Specificity: The proportion of voxels outside the true OAR that are correctly excluded by Limbus, reflecting the ability to avoid irrelevant structures. A value of 1 indicates only true negatives (with no false positives included).
Mean Distance to Agreement (Mean DA): The average distance between the surfaces of structures identified in both delineations and those identified by only one delineation. A value of 0 indicates perfect agreement in surface location.
Maximum Distance to Agreement (Max DA): The largest distance between any corresponding surface points in the two delineations. A value of 0 indicates perfect spatial overlap.

The following sections will provide detailed explanations of each metric (precision, sensitivity, specificity, Mean DA, and Max DA) in the context of organ delineation and their clinical significance.

3. Results

Fifty-two patients were included in this retrospective analysis. Table 1 summarizes the dosimetric evaluation of organ delineation using all metrics listed previously.

CTV achieved good agreement with clinician contours, with a median Dice of 0.73 and a median volume difference of −56.82 cc. However, the model’s precision for CTV segmentation was lower (0.58), indicating a higher rate of false positives. In some cases, non-target structures like the bowel were included in the segmentation. The sensitivity was better than specificity (0.79 and 0.65, respectively). These findings suggest that, while the model can accurately delineate the CTV, in some cases, false structures were included in CTV, so further refinement is necessary to improve the precision of segmenting this structure. In contrast, delineation of the bowel bag using LC resulted in a lower median Dice coefficient (0.60) and a larger median volume difference −417.25 cc. This discrepancy likely arises from the excessively large LC margins incorporating the neighboring structures within the bag, as reflected by the lower precision (0.45) value for the bowel bag segmentation. Specificity reached an unexpectedly high value (0.83).

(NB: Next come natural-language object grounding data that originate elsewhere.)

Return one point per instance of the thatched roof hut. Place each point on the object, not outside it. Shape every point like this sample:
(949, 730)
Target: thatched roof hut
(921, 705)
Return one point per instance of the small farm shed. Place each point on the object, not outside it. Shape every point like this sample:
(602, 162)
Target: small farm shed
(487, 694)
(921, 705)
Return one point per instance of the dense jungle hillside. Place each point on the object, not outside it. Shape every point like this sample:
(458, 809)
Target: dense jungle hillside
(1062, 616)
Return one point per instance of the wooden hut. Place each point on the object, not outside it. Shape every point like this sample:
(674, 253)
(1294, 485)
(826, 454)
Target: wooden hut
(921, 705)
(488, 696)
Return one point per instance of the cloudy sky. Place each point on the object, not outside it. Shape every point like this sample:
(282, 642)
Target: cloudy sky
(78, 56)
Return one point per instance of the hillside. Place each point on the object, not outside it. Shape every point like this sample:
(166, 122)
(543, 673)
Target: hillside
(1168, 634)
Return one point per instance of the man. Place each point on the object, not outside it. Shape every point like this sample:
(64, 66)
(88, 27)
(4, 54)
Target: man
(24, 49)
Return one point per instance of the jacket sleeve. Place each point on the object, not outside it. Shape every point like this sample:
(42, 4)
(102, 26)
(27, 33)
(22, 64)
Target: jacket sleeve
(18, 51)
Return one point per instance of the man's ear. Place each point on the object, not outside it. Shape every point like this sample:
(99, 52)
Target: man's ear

Bladder delineation achieved excellent agreement, with the highest median Dice (0.97) among the OARs evaluated (Figure 2). Volume differences were also minimal (median: −0.09 cc). A similarly excellent result was also obtained for precision, specificity, and sensitivity (0.94, 0.97, and 0.98, respectively). The mean DA achieved was 0.07, with a maximum DA of 0.66.

Similarly to the outcomes for the bowel bag segmentation, sigmoid delineation using LC proved challenging. The median Dice value for the sigmoid was 0.6, and the median volume difference was −13.68 cc. Precision was confirmed to be very poor, at 0.44, the worst of all analyzed structures. Similarly, the specificity was 0.41. We frequently observed inconsistencies between the LC-defined cranial margin of the sigmoid and the clinician’s delineation. In some cases, a gap existed between the sigmoid and the rectal Limbus Contour. In contrast, the rectum exhibited good agreement with a median Dice value of 0.76 and a negligible median volume difference, 3.05 cc. The precision value was 0.76, and the sensitivity was 0.86; therefore, LC did not miss many voxels.

4. Discussion

The present study investigated the clinical implementation of a commercial deep learning-based auto-contouring software (Limbus Contour, LC, version 1.8) for PC patients with pelvic lymph node involvement in a radiation therapy workflow.

The primary aim was to evaluate the software’s impact on the contouring of key pelvic structures, with a particular focus on major pelvic lymph nodes, alongside the bowel bag, bladder, rectum, and sigmoid colon (Figure 3).

To the best of our knowledge, this research represents the first evaluation of major pelvic lymph node contouring using an auto-contouring software, acting as a potentially valuable reference for other pelvic malignancies.

Previous studies have extensively evaluated the performance of auto-segmentation software, including deep learning models, for commonly contoured organs-at-risk (OARs) such as the bladder, rectum, and prostate, often demonstrating excellent results [37,60,61].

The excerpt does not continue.